Author: Billy Schonenberg
Trips to the Moon
When watching a science fiction flick, it can be hard to determine what time in the future it is set, although this is a usually an integral part of the movie. However, it is often obvious in which year the movie was made. The combination of costumes, cinematography, CGI, and content create an overall feeling that immediately makes you aware of when it was made. The celebrity actors are a dead give-away as well. Even the CGI capabilities of this post-Avatar-era are not enough to fool us- compare Jeff Bridges in Tron and Tron: Legacy.
The future depicted in these films always seems to follow the present in a linear fashion, while the actual future turns out to be wild, chaotic and unpredictable.
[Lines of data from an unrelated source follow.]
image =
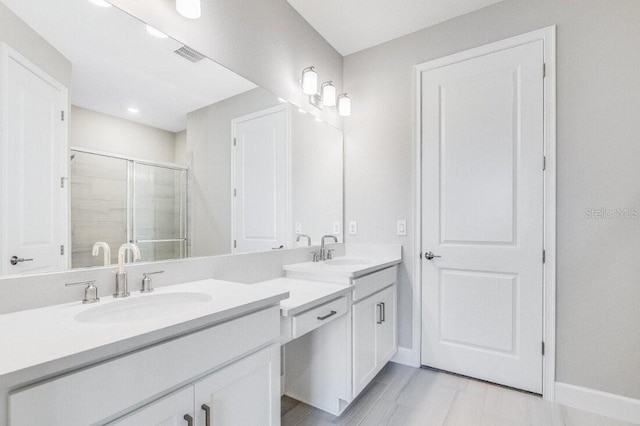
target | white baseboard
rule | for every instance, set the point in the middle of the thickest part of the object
(603, 403)
(407, 356)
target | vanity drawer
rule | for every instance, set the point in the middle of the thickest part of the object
(372, 283)
(316, 317)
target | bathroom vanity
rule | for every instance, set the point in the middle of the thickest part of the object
(205, 362)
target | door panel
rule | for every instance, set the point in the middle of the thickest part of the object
(482, 211)
(260, 201)
(34, 201)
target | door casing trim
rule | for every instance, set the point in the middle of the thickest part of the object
(548, 36)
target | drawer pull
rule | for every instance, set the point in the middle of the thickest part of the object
(189, 419)
(207, 414)
(332, 313)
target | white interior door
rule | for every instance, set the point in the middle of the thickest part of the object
(482, 212)
(33, 160)
(260, 182)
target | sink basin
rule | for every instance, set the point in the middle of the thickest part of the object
(143, 308)
(346, 262)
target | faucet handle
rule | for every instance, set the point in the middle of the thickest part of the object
(146, 281)
(90, 292)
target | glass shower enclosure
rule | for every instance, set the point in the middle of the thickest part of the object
(115, 199)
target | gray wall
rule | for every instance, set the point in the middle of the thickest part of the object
(20, 37)
(598, 307)
(208, 149)
(265, 41)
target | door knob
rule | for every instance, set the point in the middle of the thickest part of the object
(15, 260)
(429, 255)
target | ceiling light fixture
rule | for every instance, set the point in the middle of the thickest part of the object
(189, 8)
(100, 3)
(309, 81)
(156, 33)
(328, 93)
(344, 105)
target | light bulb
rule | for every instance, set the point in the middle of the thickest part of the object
(328, 94)
(309, 81)
(344, 105)
(189, 8)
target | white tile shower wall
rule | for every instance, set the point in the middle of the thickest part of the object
(35, 291)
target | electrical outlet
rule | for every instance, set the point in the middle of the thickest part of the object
(353, 228)
(336, 228)
(401, 227)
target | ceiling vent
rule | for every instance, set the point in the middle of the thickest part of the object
(190, 54)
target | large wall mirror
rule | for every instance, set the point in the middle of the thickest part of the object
(160, 146)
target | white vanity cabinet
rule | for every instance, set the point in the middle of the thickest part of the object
(240, 394)
(374, 336)
(233, 367)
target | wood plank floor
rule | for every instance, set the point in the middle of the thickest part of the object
(407, 396)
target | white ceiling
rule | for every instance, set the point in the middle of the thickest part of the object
(116, 64)
(353, 25)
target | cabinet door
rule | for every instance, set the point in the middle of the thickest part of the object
(386, 334)
(167, 411)
(365, 318)
(245, 393)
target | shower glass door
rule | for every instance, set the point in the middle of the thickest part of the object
(159, 211)
(115, 199)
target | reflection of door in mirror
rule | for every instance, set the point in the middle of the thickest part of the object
(33, 168)
(117, 199)
(260, 203)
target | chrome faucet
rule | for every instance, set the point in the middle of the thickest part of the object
(304, 236)
(121, 277)
(323, 252)
(106, 251)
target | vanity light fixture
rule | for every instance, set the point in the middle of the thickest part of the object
(156, 33)
(309, 81)
(100, 3)
(328, 93)
(344, 105)
(189, 8)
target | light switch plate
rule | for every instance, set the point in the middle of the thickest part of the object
(353, 228)
(401, 227)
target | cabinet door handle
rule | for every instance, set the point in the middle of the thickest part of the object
(330, 314)
(207, 414)
(189, 419)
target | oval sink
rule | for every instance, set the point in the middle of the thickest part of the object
(346, 262)
(142, 308)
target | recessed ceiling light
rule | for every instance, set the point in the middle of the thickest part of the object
(155, 32)
(100, 3)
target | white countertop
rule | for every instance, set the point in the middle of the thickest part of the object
(41, 342)
(303, 294)
(322, 271)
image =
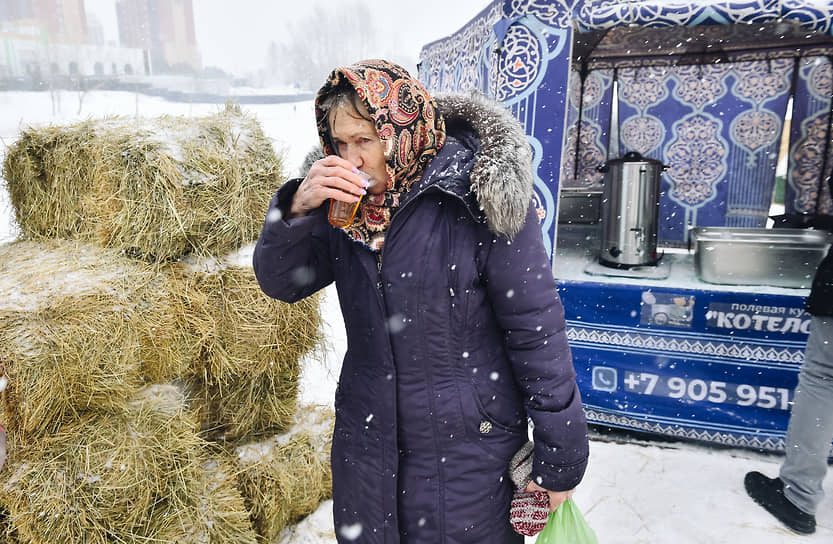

Instead of an overview of correct predictions, the legacy of science fiction movies represents an interesting insight in the thoughts of people throughout the years. How the moon is depicted can be particularly telling of a given era’s mindset. In Le Voyage dan la Lune, for example, the moon is shown as having a lush Earth-like ecosystem that makes for a grand adventure. In Duncan Jones’ Moon, the moon has become much more like a true wilderness, isolated and uncaring.
It makes me wonder how will the moon be presented in science fiction movies over the next decade. Will it be overrun with nanotechnology, restored to a next natural landscape, or be another base for Jeff Bridges?